I designed the patterns and styling, tested paper prototypes, and built the first version of the full code base over a period of about six months. The code of NYPLBase is built on the InuitCSS Sass framework, and provides an easy way to quickly build styled, responsive prototypes. The in-progress style guide and code base are both available on GitHub.
Its first project-based use was in the redesign of the Locations section of NYPL.org. We saved time, tested working code with real patrons, and reused code in much of the design phase. Being able to test real code was essential to our ability to gauge the success of the UX with its target audience during development sprints.
Early in my role as UX Designer for the New York Public Library, I observed that the design process was to present stakeholders with finished, high-fidelity designs. While the designs looked impressive, any corrections that needed to be made took a lot of time between iterations.
When I started work on the "Three Faiths" online exhibition, I took the opportunity to introduce wireframing to our process. The weekly stakeholder check-ins became working meetings, where I led the group through each iteration of the wireframes. The wireframes I created helped facilitate conversation between the high-level stakeholders on the project, which had previously been a challenge.
We were able to achieve a universally approved and functional design. Rather than simply approving finished designs, the stakeholders were part of the design process, and therefore felt a sense of investment and ownership.
NYPL's Development department needed to create a design that showed the variety of ways a patron can contribute to the library, and I was only able to devote partial time to this project as the single UX designer.
I was a "team of one" during this project, and led my stakeholders through the process starting by researching and determining project requirements. We then established the content priorities using strategic techniques like page tables. I used wireframes to have an iterative conversation with the project stakeholders and quickly test design hypotheses before going to code.
The redesigned pages were much cleaner, and resulted in a 33% increase in membership over six months.
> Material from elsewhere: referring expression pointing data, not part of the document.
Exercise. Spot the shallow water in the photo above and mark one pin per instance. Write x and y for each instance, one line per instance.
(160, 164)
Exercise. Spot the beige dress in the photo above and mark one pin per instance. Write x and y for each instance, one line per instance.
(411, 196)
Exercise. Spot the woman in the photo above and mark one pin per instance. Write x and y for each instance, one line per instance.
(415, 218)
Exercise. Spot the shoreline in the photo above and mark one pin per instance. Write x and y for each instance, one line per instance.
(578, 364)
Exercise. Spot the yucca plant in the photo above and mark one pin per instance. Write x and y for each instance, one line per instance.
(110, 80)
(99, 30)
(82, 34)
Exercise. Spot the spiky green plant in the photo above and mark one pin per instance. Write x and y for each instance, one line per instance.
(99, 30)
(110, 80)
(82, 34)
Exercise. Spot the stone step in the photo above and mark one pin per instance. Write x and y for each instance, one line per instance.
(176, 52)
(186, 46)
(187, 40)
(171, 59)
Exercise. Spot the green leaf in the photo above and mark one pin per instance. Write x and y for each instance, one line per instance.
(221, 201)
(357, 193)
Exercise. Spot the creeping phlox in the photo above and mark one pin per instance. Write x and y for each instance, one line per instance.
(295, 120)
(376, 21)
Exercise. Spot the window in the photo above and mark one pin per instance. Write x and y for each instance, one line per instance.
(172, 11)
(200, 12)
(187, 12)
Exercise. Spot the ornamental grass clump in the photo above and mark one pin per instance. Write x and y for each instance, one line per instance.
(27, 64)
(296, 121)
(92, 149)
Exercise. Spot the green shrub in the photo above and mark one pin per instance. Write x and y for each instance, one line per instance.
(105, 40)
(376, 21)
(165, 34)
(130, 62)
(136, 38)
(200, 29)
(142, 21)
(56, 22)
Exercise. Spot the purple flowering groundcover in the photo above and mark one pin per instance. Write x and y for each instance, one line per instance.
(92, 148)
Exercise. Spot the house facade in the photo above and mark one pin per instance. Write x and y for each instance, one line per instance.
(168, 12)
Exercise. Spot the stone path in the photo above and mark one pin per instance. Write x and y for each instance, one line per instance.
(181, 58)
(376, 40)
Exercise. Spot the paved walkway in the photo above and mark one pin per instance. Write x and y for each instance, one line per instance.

This work led to a second project, designing internal donation "ads" for various contexts throughout the site, so that users see the connection between their support and the services the Library provides. That work measurably increased Library donations.
I learned to design in code in 1999. Since then I've been fortunate to have a varied career. I have been responsible for the information architecture, layout, visual design, front-end code, testing, and overall successful user experience of both non-profit and commercial web properties. My work ranges from intranets for Ford Motor Company, to research guides for The Metropolitan Museum of Art, to the flagship sites for the New York Public Library and Infor.
My training in information science has been crucial to my success as an IA and UX designer; after all, the primary job of a librarian is to assess user needs and facilitate information delivery. Between my librarian training and my experience in different disciplines, I am able to be the bridge between research, strategy, IA, design, and development.
Apart from my design skills, I'm a bit of an empath and a firm believer in collaborative working environments. A colleague once complimented my ability to command a room full of emotional, frustrated people by saying I was like "a kindergarten teacher for grown-ups." Sometimes we all need a hug, or a cookie, or a smack with a rolled-up newspaper*.
*I do not believe in hitting kindergartners with newspaper or anything. Grown-ups, however, should be regularly struck with wet noodles.